Primary Endpoint: Rate of death from any cause.
Secondary Endpoints: Rate of death related to abdominal aortic aneurysm defined as death caused directly or indirectly by rupture or repair.
Sample Size: Between 1992 and 2000, 5038 patients with aneurysm were considered for randomization. Of these 1136 met criteria and were included in this study. 569 patients were assigned to the immediate repair group and 567 to surveillance.
Statistical Analysis: Intention to treat analysis. Cumulative survival curves were generated by the product limit method with log-rank test. Cox proportional-hazards model, χ2 tests, Student’s t-tests.
Baseline Data: The two groups did not differ significantly at baseline with the exception of a slightly higher creatinine in the immediate repair group (1.2 ± 0.3 vs. 1.0 ± 0.3, p 0.02). Greater than 98% of the population was male.
Outcomes: Mean duration of follow-up was 4.9 years. In the immediate repair group 92.6% underwent aneurysm repair, and 72.1% of these repairs were performed within the proscribed 6 weeks after randomization. In the surveillance group 61.6% underwent surgical repair by the end of the study; 9% of patients in the surveillance group who underwent repair did not meet study criteria for repair. There was no significant difference between the two groups in the primary outcome of the rate of death from any cause (relative risk 1.21 for repair vs. surveillance; 95% CI 0.95–1.54). The rate of death due to AAA was not reduced by immediate repair. Operative mortality associated with repair was 2% at 30 days.

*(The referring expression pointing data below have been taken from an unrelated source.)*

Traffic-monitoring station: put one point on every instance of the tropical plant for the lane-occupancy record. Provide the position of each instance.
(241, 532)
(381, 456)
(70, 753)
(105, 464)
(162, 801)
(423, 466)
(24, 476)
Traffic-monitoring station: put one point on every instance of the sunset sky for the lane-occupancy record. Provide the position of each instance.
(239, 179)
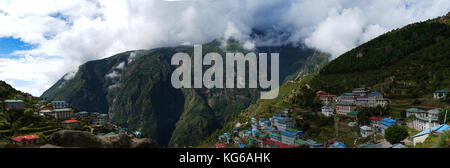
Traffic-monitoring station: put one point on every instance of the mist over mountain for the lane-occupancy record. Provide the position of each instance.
(68, 34)
(134, 88)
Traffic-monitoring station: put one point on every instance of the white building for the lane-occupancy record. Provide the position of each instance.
(327, 111)
(360, 91)
(440, 94)
(59, 104)
(282, 123)
(422, 136)
(376, 99)
(365, 131)
(58, 114)
(422, 119)
(14, 105)
(103, 119)
(344, 108)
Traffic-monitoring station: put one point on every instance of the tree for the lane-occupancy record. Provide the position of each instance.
(28, 112)
(441, 115)
(395, 133)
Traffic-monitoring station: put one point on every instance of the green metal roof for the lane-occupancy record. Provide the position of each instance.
(291, 130)
(300, 142)
(415, 110)
(13, 101)
(354, 112)
(441, 91)
(345, 104)
(426, 119)
(64, 109)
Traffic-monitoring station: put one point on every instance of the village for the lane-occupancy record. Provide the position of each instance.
(278, 131)
(66, 118)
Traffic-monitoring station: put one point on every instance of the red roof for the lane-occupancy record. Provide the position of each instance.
(26, 137)
(325, 95)
(221, 146)
(275, 144)
(70, 121)
(375, 118)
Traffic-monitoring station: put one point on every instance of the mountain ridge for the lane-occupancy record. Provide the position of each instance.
(139, 95)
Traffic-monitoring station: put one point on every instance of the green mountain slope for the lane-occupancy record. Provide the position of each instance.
(135, 89)
(407, 64)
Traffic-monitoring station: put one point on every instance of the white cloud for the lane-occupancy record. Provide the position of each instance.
(69, 33)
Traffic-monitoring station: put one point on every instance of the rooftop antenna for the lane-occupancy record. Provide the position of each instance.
(445, 118)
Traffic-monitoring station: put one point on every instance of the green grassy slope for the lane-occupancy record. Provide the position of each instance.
(145, 99)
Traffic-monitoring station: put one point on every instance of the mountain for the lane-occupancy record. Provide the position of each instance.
(406, 64)
(134, 88)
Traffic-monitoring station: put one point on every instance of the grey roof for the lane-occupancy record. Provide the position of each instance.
(433, 111)
(13, 101)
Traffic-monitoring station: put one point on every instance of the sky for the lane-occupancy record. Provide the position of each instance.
(41, 41)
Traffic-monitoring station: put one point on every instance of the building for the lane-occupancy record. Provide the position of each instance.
(103, 119)
(360, 92)
(440, 94)
(25, 140)
(376, 99)
(353, 114)
(300, 142)
(375, 123)
(422, 119)
(14, 105)
(58, 114)
(83, 115)
(326, 98)
(327, 111)
(348, 98)
(365, 131)
(313, 144)
(59, 105)
(275, 137)
(422, 136)
(70, 124)
(62, 114)
(385, 123)
(344, 108)
(362, 101)
(282, 123)
(289, 136)
(46, 113)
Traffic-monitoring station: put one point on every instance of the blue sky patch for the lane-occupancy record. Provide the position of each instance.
(9, 44)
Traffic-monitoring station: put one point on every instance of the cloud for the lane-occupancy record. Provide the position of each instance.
(67, 34)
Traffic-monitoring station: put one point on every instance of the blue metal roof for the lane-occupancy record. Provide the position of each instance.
(279, 118)
(439, 128)
(338, 145)
(13, 101)
(288, 133)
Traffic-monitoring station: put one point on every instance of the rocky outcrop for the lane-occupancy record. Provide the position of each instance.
(69, 138)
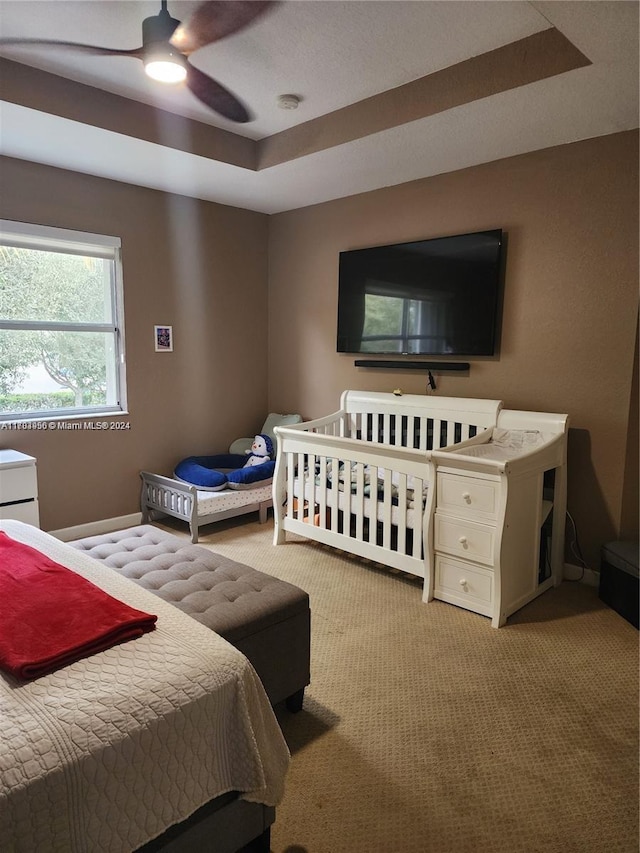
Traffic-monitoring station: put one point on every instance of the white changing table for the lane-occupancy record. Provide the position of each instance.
(497, 516)
(171, 497)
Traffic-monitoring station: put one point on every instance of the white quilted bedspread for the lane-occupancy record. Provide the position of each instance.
(106, 753)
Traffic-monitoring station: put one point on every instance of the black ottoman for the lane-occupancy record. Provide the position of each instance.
(619, 576)
(267, 619)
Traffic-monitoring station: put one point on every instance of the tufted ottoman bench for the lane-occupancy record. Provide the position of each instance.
(267, 619)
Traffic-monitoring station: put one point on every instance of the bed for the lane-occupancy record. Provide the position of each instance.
(167, 496)
(374, 478)
(128, 747)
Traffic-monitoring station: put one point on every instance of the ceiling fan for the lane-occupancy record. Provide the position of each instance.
(167, 45)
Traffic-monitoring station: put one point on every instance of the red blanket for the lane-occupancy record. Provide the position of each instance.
(50, 616)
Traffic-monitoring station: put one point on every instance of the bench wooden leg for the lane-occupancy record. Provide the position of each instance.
(294, 702)
(261, 844)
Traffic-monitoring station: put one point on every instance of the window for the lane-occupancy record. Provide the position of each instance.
(61, 329)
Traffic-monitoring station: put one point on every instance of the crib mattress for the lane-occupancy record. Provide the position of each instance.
(372, 508)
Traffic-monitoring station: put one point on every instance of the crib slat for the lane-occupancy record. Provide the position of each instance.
(346, 497)
(386, 429)
(402, 513)
(418, 488)
(301, 472)
(437, 432)
(320, 495)
(359, 501)
(386, 509)
(423, 434)
(451, 433)
(335, 493)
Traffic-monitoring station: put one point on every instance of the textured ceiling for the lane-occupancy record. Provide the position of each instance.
(390, 92)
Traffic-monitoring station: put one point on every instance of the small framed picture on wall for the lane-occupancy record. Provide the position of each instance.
(163, 336)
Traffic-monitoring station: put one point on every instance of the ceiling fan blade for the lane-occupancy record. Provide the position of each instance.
(216, 19)
(84, 48)
(215, 96)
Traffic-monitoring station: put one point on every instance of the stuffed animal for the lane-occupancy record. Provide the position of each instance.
(260, 452)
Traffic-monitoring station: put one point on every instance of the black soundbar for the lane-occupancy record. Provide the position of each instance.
(414, 365)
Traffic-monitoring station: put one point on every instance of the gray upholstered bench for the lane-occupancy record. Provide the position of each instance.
(266, 618)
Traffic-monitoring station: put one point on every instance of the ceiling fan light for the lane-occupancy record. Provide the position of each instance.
(165, 69)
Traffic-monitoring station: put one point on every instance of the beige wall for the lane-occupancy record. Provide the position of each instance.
(570, 302)
(197, 266)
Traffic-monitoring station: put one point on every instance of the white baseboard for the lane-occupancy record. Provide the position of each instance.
(95, 528)
(578, 573)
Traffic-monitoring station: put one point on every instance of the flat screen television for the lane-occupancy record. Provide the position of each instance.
(429, 297)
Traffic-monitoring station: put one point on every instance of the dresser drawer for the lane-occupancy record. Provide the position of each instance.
(469, 495)
(463, 538)
(467, 586)
(18, 484)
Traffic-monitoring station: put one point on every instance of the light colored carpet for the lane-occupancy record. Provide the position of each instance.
(424, 730)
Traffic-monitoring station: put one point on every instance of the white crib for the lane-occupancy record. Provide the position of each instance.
(374, 478)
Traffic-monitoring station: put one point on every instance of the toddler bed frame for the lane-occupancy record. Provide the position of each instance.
(400, 480)
(166, 496)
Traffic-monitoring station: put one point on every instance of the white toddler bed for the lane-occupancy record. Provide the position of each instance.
(372, 479)
(198, 507)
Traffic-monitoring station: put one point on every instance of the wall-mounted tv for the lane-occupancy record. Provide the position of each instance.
(430, 297)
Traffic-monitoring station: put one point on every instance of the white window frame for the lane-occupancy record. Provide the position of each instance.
(43, 237)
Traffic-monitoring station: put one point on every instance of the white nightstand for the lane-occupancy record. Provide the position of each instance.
(19, 487)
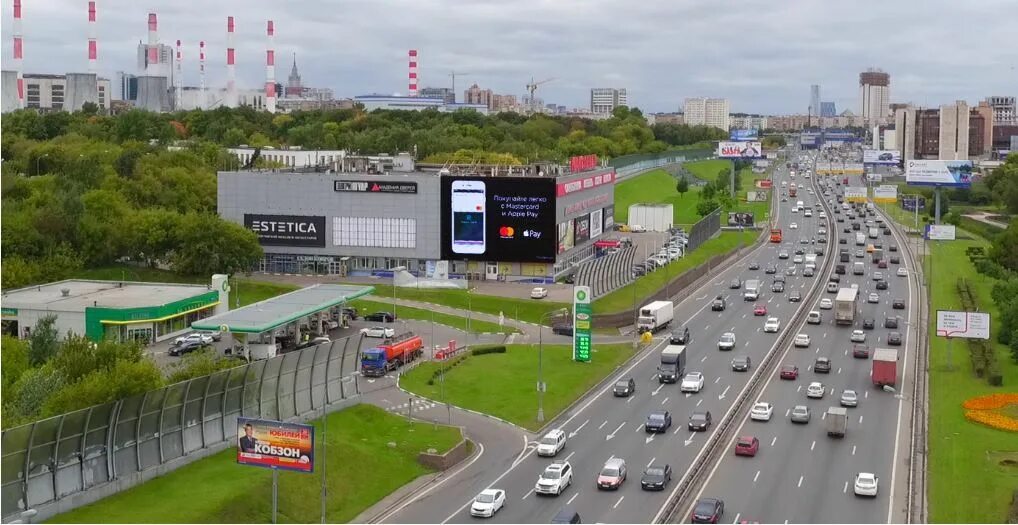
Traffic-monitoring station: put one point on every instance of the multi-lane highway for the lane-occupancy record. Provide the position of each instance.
(604, 426)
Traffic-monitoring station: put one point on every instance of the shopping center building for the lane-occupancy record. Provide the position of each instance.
(528, 225)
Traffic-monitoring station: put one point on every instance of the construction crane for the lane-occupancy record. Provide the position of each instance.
(532, 88)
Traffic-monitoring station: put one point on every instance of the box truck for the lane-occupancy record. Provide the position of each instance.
(655, 316)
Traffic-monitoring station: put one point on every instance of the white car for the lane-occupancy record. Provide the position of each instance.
(866, 483)
(555, 478)
(693, 382)
(489, 502)
(196, 337)
(815, 390)
(761, 412)
(379, 332)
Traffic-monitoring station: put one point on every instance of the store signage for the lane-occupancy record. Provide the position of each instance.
(375, 186)
(287, 230)
(582, 318)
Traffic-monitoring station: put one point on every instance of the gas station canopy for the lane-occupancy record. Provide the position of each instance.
(271, 313)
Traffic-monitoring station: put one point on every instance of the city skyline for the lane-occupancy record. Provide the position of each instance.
(558, 40)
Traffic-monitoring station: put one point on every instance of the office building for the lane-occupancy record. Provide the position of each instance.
(874, 96)
(701, 111)
(605, 100)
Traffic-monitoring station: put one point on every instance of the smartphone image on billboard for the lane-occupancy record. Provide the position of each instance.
(468, 217)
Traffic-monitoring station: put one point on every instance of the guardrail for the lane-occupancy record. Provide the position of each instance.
(712, 450)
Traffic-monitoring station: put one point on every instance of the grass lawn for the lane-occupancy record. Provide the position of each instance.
(248, 290)
(456, 322)
(521, 309)
(503, 385)
(622, 299)
(361, 470)
(656, 186)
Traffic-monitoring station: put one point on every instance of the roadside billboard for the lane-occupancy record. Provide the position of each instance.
(582, 318)
(886, 193)
(939, 173)
(941, 232)
(277, 445)
(855, 193)
(965, 325)
(881, 157)
(749, 150)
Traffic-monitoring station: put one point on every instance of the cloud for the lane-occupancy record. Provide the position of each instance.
(761, 55)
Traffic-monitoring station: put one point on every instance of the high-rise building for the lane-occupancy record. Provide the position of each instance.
(707, 112)
(605, 100)
(874, 96)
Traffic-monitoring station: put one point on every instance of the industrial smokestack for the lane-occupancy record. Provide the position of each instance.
(413, 72)
(201, 68)
(93, 48)
(270, 70)
(17, 53)
(231, 71)
(152, 67)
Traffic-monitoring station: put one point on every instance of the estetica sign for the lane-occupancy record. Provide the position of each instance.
(375, 186)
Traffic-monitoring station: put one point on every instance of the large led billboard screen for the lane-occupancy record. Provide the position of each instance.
(507, 219)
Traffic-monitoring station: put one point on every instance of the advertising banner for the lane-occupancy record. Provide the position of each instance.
(582, 318)
(966, 325)
(940, 232)
(597, 223)
(939, 173)
(855, 194)
(750, 150)
(269, 444)
(886, 193)
(287, 230)
(890, 157)
(508, 219)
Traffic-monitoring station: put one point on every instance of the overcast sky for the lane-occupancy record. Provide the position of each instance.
(760, 55)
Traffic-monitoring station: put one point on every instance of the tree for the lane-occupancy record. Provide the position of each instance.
(682, 186)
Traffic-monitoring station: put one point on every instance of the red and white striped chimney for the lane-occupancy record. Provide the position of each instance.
(270, 69)
(413, 72)
(231, 71)
(152, 67)
(16, 30)
(93, 47)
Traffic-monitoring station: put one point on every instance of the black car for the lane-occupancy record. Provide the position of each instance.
(380, 316)
(708, 510)
(699, 420)
(624, 388)
(680, 336)
(656, 477)
(658, 421)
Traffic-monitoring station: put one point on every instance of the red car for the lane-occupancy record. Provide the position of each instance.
(747, 446)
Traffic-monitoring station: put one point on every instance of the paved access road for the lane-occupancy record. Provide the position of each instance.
(604, 426)
(801, 475)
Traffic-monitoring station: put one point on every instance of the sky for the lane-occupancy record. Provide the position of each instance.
(760, 55)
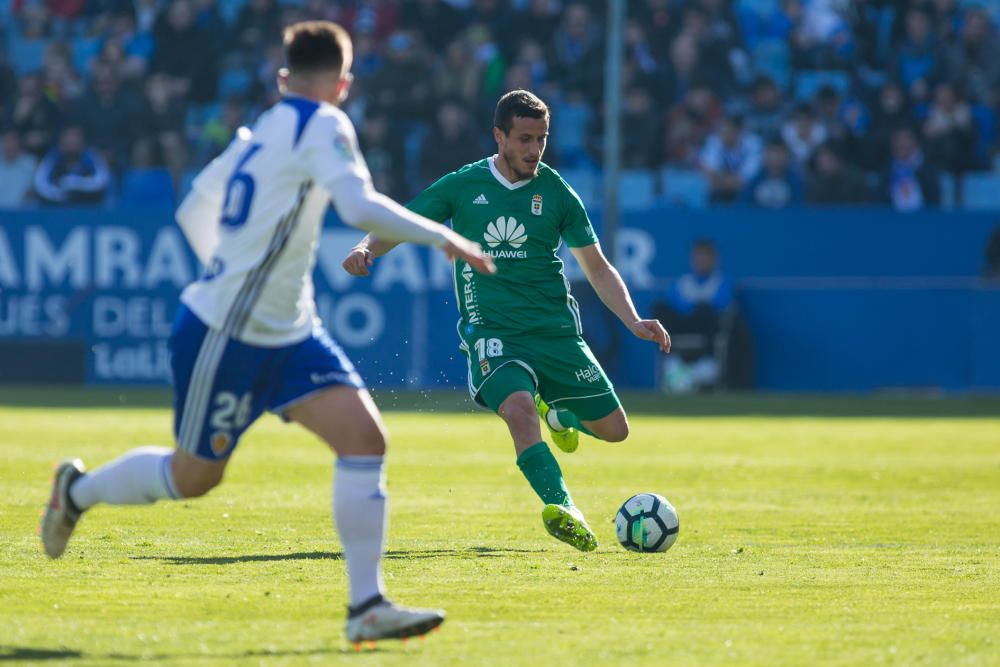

Conclusion: Immediate repair of AAA of 4.0–5.4 cm in male patients provides no survival advantage over surveillance.
Limitations: This study did not have equal gender distribution and is limited as to what can be concluded for female patients. Over half of the patients in the surveillance group underwent operative intervention prior to the conclusion of the study with 9% not meeting criteria for open intervention as defined by the study.